プロ初勝利の鈴木豪太が明かす庄子雄大との“2人だけの会話” お立ち台直前「俺の初勝利よぎってた?」

  • 記者:飯田航平
    2026.06.26
  • 1軍
ヒーローインタビューの庄子雄大と鈴木豪太【写真:栗木一考】
ヒーローインタビューの庄子雄大と鈴木豪太【写真:栗木一考】

わずか1球で呼び込んだプロ初白星

 ヒーローに選ばれた2人には微笑ましい関係性がある。初めてのお立ち台に上った鈴木豪太投手と、庄子雄大内野手は本拠地の大歓声に包まれた。25日にみずほPayPayドームで行われたオリックス戦。同点で迎えた6回1死満塁のピンチで、マウンドに送り出されたのはルーキーの右腕だった。
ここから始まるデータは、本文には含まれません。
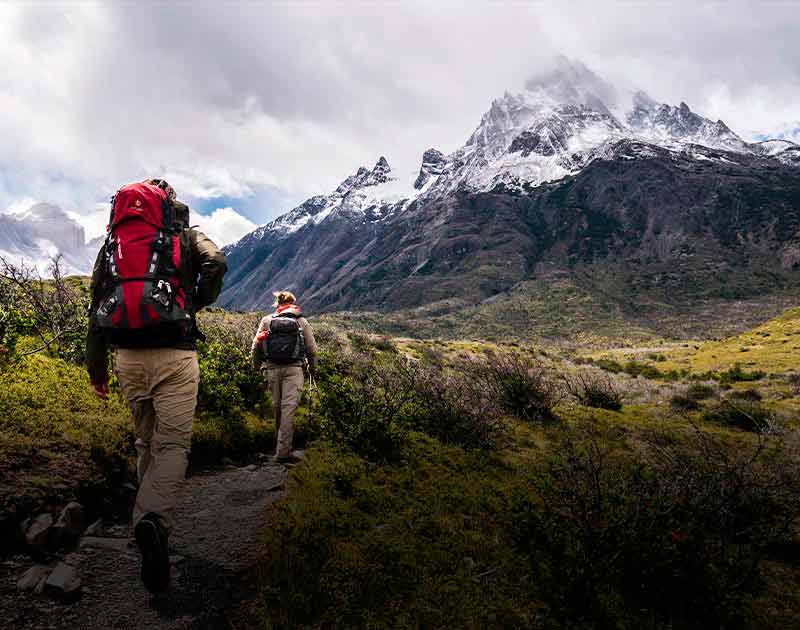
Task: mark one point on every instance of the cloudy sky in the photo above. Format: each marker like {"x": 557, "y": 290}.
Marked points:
{"x": 250, "y": 108}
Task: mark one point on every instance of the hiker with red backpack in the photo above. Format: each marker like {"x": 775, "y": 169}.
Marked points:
{"x": 284, "y": 344}
{"x": 152, "y": 275}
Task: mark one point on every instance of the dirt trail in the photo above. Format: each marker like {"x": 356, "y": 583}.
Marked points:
{"x": 221, "y": 517}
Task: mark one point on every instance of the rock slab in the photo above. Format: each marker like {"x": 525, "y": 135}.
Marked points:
{"x": 37, "y": 531}
{"x": 32, "y": 577}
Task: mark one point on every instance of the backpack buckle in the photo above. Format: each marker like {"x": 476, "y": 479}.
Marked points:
{"x": 162, "y": 294}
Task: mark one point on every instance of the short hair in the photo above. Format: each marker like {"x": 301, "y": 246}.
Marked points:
{"x": 284, "y": 297}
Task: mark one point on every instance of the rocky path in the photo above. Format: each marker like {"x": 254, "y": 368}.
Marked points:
{"x": 221, "y": 517}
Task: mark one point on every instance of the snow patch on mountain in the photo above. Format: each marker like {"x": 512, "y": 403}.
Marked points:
{"x": 36, "y": 235}
{"x": 560, "y": 123}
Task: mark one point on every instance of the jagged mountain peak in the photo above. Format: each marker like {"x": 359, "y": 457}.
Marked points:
{"x": 365, "y": 177}
{"x": 570, "y": 81}
{"x": 560, "y": 123}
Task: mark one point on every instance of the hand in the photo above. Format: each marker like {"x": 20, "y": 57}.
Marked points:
{"x": 101, "y": 390}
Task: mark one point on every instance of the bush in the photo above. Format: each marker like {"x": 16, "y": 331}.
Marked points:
{"x": 363, "y": 403}
{"x": 228, "y": 383}
{"x": 750, "y": 394}
{"x": 609, "y": 365}
{"x": 743, "y": 414}
{"x": 356, "y": 545}
{"x": 53, "y": 312}
{"x": 634, "y": 368}
{"x": 737, "y": 374}
{"x": 520, "y": 385}
{"x": 794, "y": 382}
{"x": 679, "y": 530}
{"x": 455, "y": 408}
{"x": 699, "y": 391}
{"x": 594, "y": 391}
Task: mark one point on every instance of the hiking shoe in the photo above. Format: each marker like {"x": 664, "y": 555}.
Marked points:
{"x": 288, "y": 460}
{"x": 152, "y": 541}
 厳しい場面を任された背番号26はわずか1球で二ゴロ併殺に打ち取り、この窮地を凌いでみせた。後輩の初勝利を呼び寄せるように、その裏の攻撃でチャンスが訪れる。庄子が2死二、三塁から中前へ勝ち越し打を放ち、この一打が決勝点となった。お立ち台で満面の笑みを見せた2人。鈴木豪にとっては嬉しいプロ初勝利だ。
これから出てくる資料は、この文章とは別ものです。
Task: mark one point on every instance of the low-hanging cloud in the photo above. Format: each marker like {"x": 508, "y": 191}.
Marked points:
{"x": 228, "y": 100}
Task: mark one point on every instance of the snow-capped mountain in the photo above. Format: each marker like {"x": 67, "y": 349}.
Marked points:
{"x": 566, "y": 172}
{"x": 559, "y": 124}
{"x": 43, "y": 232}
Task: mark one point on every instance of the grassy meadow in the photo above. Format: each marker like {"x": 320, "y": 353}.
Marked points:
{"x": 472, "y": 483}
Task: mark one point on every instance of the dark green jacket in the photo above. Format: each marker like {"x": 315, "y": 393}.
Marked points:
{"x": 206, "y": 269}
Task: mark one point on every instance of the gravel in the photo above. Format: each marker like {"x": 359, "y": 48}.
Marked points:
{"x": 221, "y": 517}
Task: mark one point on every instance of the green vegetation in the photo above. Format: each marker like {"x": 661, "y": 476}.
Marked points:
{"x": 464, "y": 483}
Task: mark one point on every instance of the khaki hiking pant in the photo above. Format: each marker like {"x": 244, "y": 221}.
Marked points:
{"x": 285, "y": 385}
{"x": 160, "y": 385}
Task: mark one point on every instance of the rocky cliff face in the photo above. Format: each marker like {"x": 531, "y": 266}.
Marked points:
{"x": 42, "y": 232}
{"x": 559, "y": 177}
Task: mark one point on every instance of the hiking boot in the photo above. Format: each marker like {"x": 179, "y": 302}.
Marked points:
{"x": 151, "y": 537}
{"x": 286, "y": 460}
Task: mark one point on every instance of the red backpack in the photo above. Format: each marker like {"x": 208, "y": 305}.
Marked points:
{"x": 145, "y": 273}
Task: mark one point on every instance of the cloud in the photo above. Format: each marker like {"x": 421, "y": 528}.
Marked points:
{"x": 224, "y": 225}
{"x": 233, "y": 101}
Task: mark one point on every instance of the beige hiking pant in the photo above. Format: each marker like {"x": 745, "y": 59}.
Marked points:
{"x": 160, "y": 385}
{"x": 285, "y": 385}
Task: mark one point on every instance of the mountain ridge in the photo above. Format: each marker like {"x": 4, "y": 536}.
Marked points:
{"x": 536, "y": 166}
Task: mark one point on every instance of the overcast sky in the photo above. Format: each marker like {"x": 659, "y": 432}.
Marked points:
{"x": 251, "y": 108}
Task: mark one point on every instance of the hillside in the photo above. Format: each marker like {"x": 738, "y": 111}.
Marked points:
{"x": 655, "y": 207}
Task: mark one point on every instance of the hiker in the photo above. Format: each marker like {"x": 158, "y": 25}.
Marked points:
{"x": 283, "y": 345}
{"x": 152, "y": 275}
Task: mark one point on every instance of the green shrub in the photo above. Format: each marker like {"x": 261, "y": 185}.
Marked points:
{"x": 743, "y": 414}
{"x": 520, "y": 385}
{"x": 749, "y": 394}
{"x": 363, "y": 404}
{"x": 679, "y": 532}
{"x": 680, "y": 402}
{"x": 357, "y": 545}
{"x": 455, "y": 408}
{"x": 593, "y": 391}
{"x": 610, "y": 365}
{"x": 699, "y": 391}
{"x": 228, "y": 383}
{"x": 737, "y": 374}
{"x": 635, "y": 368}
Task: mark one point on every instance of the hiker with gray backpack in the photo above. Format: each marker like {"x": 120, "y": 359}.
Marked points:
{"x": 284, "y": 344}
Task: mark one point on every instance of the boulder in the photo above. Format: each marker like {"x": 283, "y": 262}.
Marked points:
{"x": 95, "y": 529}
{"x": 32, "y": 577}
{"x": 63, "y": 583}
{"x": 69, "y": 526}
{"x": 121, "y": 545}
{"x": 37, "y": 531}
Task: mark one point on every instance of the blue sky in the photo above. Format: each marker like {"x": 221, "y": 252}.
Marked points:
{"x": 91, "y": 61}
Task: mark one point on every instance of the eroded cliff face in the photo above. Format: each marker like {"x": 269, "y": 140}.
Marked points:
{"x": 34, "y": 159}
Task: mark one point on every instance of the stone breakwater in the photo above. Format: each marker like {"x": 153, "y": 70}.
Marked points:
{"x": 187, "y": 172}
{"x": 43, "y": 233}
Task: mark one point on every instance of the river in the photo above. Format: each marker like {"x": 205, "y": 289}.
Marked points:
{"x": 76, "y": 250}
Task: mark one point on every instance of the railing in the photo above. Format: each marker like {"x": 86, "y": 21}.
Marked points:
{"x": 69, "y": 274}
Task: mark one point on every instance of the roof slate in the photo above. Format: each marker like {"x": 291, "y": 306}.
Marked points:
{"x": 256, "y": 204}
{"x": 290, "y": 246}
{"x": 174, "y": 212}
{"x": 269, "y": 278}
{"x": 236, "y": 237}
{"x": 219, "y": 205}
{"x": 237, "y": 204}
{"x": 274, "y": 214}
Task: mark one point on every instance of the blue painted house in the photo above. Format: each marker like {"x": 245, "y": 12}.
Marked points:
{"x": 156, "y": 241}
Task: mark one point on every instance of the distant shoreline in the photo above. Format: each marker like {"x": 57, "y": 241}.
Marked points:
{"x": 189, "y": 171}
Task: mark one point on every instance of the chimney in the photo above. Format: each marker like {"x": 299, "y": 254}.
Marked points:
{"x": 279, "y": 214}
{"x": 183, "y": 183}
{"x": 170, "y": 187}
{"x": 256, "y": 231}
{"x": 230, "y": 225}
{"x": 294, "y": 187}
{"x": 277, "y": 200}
「二、三塁になって、打ってくれて。そこからもう1点入ったので、本当に庄子さんのおかげだと思います」

 嬉しそうに、決勝打のシーンを振り返った右腕。続けて明かしたのは、ヒーローインタビューを待つベンチ裏での庄子との会話だ。「俺の初勝利よぎってた?」という鈴木豪の問い。そこでは“2人でいる時にだけ”見せる庄子の素顔があった。知られざる若鷹2人の関係性と、お立ち台に上がる直前に行われたやり取りを両者が明かした。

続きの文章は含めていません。